The MPs who owe their seats to Tony Blair

October 3, 1997

John Bartle (right) says it was Blair 'wot won it' in six marginal seats

"It was Blair what won it,'' proclaimed The Mirror headline on May 2. "Labour's landslide victory ... is down to one extraordinary man ... Tony Blair."

Talk of elections is dominated by leaders. In the media the contest was transmogrified from a team game (Conservative v Labour) into a gladiatorial contest (Major v Blair).

Leaders' personalities are thought to swing voters from one party to another, possibly proving decisive in determining which party wins.

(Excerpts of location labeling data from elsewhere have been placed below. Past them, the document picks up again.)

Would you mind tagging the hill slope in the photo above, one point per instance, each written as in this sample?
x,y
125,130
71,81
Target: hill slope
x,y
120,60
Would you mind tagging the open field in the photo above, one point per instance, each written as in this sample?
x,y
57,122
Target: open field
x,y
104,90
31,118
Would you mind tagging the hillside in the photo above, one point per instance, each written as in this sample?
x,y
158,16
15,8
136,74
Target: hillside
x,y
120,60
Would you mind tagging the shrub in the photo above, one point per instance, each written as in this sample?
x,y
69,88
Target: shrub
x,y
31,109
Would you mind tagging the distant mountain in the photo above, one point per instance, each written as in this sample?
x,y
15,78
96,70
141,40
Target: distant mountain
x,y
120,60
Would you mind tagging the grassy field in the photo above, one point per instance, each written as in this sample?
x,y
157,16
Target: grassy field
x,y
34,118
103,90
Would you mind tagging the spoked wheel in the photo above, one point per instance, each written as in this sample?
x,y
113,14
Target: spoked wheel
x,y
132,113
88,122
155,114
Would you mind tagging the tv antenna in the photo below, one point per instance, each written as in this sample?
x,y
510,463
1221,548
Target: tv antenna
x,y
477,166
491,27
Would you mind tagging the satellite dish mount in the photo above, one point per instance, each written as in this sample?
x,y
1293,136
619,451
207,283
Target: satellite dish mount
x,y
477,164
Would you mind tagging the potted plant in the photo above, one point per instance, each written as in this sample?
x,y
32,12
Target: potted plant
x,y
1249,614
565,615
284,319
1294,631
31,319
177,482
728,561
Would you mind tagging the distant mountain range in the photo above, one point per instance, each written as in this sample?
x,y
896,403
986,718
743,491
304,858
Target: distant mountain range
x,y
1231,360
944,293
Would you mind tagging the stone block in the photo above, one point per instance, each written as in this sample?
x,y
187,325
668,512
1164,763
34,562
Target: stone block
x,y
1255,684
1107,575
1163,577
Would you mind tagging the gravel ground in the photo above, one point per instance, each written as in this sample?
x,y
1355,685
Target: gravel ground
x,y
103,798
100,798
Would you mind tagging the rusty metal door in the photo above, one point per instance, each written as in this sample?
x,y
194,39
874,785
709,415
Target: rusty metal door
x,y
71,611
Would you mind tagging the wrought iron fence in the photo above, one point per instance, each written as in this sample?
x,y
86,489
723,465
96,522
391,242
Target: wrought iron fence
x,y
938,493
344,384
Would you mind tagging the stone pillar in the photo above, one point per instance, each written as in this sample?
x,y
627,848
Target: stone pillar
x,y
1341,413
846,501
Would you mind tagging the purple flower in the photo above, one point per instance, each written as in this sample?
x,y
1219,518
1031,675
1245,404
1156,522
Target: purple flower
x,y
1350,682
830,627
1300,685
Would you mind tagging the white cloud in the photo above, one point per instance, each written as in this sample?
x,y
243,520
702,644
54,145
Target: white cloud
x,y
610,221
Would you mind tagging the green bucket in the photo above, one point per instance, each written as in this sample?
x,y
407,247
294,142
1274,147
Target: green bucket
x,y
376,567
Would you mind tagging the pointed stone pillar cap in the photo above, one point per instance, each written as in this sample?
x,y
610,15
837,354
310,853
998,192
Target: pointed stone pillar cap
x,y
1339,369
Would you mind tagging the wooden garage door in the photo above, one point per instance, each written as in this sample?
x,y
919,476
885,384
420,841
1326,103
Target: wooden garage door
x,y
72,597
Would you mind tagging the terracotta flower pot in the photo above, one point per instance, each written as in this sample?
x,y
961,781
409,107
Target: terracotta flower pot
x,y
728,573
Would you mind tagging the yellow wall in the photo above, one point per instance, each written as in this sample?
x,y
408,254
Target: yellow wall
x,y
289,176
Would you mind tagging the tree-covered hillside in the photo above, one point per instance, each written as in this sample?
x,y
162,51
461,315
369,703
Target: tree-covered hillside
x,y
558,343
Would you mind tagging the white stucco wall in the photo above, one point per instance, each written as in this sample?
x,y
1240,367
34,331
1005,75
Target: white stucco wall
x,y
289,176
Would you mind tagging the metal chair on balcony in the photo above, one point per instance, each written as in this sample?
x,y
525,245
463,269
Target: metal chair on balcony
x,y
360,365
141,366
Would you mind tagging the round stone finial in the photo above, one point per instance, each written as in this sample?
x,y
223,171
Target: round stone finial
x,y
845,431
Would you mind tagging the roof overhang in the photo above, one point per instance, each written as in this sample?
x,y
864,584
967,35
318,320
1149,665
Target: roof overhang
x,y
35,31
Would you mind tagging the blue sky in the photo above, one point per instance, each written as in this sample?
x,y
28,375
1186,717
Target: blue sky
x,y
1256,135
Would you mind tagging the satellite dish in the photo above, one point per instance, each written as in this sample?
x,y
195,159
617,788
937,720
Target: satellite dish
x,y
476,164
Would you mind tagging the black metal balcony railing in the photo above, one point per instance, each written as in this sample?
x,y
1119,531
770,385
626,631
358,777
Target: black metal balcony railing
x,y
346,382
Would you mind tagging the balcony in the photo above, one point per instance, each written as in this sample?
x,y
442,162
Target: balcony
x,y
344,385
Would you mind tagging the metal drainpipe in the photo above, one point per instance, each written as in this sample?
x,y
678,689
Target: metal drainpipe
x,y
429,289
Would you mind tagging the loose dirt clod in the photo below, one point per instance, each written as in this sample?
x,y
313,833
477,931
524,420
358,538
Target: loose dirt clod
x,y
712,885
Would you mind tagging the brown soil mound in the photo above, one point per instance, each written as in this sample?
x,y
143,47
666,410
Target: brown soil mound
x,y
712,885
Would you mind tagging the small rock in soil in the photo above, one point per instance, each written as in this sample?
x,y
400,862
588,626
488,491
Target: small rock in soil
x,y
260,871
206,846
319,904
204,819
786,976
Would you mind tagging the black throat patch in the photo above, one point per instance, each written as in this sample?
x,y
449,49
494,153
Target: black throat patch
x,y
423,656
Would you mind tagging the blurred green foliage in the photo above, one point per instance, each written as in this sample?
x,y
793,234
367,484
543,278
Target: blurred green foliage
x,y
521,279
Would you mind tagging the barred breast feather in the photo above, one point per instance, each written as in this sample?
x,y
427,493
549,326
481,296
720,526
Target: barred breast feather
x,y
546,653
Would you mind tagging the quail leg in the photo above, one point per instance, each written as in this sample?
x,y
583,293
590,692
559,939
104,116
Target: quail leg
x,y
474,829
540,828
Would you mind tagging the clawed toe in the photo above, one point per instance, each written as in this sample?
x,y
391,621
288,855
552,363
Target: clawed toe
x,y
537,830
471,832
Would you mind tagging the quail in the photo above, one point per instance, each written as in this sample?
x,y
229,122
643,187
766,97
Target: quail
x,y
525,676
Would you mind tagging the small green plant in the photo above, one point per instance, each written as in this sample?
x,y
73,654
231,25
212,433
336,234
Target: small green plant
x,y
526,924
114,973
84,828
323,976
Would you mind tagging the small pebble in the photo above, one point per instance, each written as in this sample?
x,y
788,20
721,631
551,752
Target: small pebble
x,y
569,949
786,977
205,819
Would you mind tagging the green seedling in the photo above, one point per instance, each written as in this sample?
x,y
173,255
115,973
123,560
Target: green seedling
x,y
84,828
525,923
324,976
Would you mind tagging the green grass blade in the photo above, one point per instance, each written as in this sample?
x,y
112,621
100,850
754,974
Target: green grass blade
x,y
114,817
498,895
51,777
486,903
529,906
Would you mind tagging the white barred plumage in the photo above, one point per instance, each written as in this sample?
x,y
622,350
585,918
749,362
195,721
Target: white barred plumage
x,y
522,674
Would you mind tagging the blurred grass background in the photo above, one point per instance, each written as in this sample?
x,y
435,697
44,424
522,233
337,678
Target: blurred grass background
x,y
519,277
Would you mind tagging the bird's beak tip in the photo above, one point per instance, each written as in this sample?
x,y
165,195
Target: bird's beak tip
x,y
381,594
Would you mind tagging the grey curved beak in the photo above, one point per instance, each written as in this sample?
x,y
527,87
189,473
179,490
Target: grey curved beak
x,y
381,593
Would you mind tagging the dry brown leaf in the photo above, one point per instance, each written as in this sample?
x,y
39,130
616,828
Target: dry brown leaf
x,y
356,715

In electoral politics, the theory is of a classical forum in which two or more orators vie for the audience's favour. Commentators and politicians alike toy with the idea of changing the party leader and speculate about its effect on party fortunes.

The notion that "leaders matter" is of tremendous political importance. It affects the authority and freedom of manoeuvre the parties afford their leaders. It affects how the parties campaign. It affects, not least, the position in government of the leader who happens to win. If the victorious leader is given personal credit for having achieved his party's victory, his authority as head of government is likely to be far greater. Ask Blair.

Can political scientists estimate the magnitude of any leadership effects? Together with my colleagues, Ivor Crewe and Anthony King, I constructed statistical models to address this question, using data gathered by Gallup in the final two days of the 1997 election campaign. Our models suggest that, once we know voters' class, general partisan inclinations and prospective evaluations of the parties' performance in office, the addition of further information about their evaluations of the party leaders does little to improve our prediction of how any individual will vote. Leadership evaluations do not loom as large in voters' minds as is often implied. Moreover, they had only a relatively small impact on the outcome on May 1.

Labour's lead over the Conservatives was 3.9 million votes. Our models suggest that favourable evaluations of Tony Blair, compared with John Major, swung 3,000 votes from Conservative to Labour, accounting for just 7 per cent of Labour's lead. If these swing voters were uniformly distributed across the country, Labour would have gained about 425 votes more per constituency from the Conservatives. The six Labour MPs who had a majority of fewer than 850 (Paul Stinchcombe in Wellingborough, Philip Sawford in Kettering, Brian White in Milton Keynes NE, Andy King in Rugby and Kenilworth, Anthony Clarke in Northampton S. and Eileen Gordon in Romford) might therefore owe their seats to favourable evaluations of Blair as a leader.

The lesson is clear. Leaders do have an effect on election outcomes, but it is what they do that influences voters. Only at a very close election, or when voters judge one of the leaders to be incompetent, is personality really likely to come into play. The 1964 general election provided one such example. That of 1997 did not.

John Bartle is a lecturer in government, University of Essex.